A group of publishers is suing the Internet Archive, and a lot of people aren't happy about it.

Steal This Book?

The Twitter commentariat lined up to share their views, pitting authors, on one side, against internet libertarians on the other, equating the lawsuit to burning down the Great Library of Alexandria, yelling about rentiership, and insisting that all the information, in any case, wants to be free. 

The lawsuit started in 2020, but has surfaced recently into the rather febrile social media discourse because after two years of wrangling both sides have now filed for summary judgment. As is often the case, there is something of a chasm between the discourse and the underlying reality. The filing from the publishers is here and from the Internet Archive is here

So what is it about? Who is involved, and what’s at stake, online and off?

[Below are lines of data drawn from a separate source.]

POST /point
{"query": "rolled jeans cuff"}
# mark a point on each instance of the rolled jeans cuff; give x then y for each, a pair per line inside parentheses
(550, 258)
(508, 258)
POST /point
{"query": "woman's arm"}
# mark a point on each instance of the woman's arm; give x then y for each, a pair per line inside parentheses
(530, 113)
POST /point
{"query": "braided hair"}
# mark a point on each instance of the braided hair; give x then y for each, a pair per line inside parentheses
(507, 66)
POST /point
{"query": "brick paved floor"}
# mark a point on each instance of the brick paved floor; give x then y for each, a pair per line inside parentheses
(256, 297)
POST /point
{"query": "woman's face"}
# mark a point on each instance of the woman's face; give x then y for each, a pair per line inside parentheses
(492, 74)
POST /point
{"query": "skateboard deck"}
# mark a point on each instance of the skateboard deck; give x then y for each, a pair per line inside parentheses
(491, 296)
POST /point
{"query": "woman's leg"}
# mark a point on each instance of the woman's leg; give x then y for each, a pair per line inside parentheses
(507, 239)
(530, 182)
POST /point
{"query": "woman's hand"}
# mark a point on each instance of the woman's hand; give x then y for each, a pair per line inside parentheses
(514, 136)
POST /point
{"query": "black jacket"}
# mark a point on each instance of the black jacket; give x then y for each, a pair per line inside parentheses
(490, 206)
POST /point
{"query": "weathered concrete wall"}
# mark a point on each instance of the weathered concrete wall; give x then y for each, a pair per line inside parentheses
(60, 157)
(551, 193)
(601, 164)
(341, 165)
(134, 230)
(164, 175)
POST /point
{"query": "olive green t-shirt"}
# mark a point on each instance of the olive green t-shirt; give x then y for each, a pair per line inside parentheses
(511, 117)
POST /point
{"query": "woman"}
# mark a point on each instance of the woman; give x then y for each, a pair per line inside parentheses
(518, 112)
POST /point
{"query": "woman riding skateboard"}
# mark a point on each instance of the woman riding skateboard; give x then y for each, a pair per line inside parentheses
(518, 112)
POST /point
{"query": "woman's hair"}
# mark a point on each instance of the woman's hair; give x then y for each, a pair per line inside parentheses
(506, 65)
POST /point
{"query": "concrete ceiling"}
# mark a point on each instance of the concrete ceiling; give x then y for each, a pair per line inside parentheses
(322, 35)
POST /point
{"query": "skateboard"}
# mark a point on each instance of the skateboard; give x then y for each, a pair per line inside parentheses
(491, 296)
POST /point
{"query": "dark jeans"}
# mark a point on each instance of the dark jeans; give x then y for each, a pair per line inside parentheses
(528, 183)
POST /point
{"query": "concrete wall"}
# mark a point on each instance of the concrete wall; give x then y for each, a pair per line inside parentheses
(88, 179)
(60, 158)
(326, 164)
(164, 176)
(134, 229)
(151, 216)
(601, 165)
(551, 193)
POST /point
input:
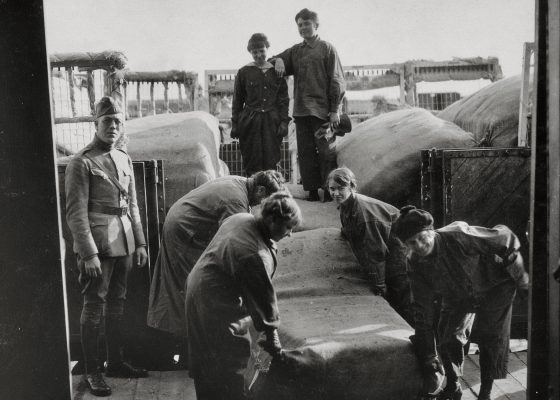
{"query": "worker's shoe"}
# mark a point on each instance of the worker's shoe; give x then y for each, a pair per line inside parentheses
(484, 395)
(313, 195)
(125, 370)
(96, 384)
(451, 392)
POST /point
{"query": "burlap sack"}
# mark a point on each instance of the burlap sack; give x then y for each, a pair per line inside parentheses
(342, 341)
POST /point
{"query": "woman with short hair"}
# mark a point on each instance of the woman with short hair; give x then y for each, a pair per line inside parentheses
(367, 224)
(477, 272)
(259, 109)
(231, 282)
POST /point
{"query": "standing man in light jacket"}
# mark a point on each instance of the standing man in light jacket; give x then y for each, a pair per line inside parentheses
(103, 216)
(318, 92)
(189, 226)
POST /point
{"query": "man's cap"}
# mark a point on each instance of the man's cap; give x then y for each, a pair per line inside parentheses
(107, 106)
(344, 126)
(411, 221)
(257, 41)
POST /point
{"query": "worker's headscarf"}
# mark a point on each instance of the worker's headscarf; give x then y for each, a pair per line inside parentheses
(258, 41)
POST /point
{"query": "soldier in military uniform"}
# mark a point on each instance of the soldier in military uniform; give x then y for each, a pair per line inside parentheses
(103, 216)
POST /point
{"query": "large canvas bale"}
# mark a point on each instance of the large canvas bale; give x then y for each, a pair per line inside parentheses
(344, 342)
(188, 143)
(384, 152)
(491, 113)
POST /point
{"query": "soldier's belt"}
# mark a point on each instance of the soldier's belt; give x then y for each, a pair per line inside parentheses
(121, 211)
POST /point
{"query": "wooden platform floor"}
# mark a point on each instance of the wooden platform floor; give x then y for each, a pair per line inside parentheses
(176, 385)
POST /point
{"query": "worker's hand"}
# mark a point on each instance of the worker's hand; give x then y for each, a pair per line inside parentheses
(140, 256)
(92, 267)
(271, 344)
(282, 129)
(334, 120)
(279, 67)
(434, 375)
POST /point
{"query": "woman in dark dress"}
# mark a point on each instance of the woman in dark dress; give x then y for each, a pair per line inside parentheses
(477, 272)
(230, 283)
(259, 110)
(366, 224)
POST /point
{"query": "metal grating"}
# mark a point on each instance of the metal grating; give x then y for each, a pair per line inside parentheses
(230, 153)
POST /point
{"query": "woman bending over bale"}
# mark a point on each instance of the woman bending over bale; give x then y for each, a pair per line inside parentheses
(366, 224)
(259, 110)
(231, 282)
(477, 271)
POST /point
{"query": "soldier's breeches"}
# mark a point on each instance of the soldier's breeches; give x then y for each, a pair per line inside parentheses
(454, 329)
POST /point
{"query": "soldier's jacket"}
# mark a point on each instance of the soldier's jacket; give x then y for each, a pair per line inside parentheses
(86, 186)
(366, 223)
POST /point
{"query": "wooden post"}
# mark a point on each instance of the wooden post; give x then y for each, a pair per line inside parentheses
(138, 100)
(125, 103)
(553, 148)
(524, 100)
(152, 100)
(188, 97)
(33, 334)
(166, 97)
(402, 85)
(70, 74)
(544, 208)
(91, 91)
(180, 92)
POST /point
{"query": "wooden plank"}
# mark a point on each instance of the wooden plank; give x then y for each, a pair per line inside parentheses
(152, 100)
(176, 385)
(138, 100)
(471, 377)
(166, 97)
(518, 369)
(122, 389)
(508, 388)
(524, 101)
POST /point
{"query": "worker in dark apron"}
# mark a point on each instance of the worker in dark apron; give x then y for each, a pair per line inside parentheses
(477, 272)
(230, 283)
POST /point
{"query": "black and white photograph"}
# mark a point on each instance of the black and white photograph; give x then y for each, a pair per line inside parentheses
(258, 200)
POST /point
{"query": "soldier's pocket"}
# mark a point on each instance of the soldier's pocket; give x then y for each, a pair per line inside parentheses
(99, 227)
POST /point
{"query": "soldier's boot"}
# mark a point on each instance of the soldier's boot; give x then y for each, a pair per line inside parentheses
(92, 377)
(116, 366)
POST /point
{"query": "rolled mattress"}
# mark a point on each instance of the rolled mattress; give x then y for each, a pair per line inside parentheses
(188, 143)
(384, 152)
(342, 341)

A consortium of four large publishing houses has brought the action: Hachette Book Group, HarperCollins Publishers, John Wiley & Sons, and Penguin Random House. They’re big boys of the publishing world, and you almost certainly know their names. Their legal action is supported by the Association of American Publishers and the Authors Guild

You’ve probably also heard of the Internet Archive (IA). They run the Wayback Machine (this lawsuit isn’t about that, though the IA say that if they lose the lawsuit the financial viability of the IA itself and, consequently, of the Wayback Machine may be at risk). Their legal defense is being led by the Electronic Frontier Foundation (known as the EFF), who you may also have heard of. They’re sort of the Amnesty International of the internet, when it comes to things like privacy, free speech, and the legal protection of open source projects. 

The lawsuit is about the Open Library, an IA project founded in 2010, and specifically about its use of a process known as Controlled Digital Lending (CDL). The principle behind CDL is that a digital copy is made of a book in a library collection (generally by scanning). That copy is then lent out as a time-limited, DRM-protected digital download on a one-to-one basis in place of some or all of the print copies the library holds. If a library owns five print copies of a title, they should only be making use of five total copies at once. If five digital copies are out on loan then all five print copies should be unavailable to be consulted or borrowed.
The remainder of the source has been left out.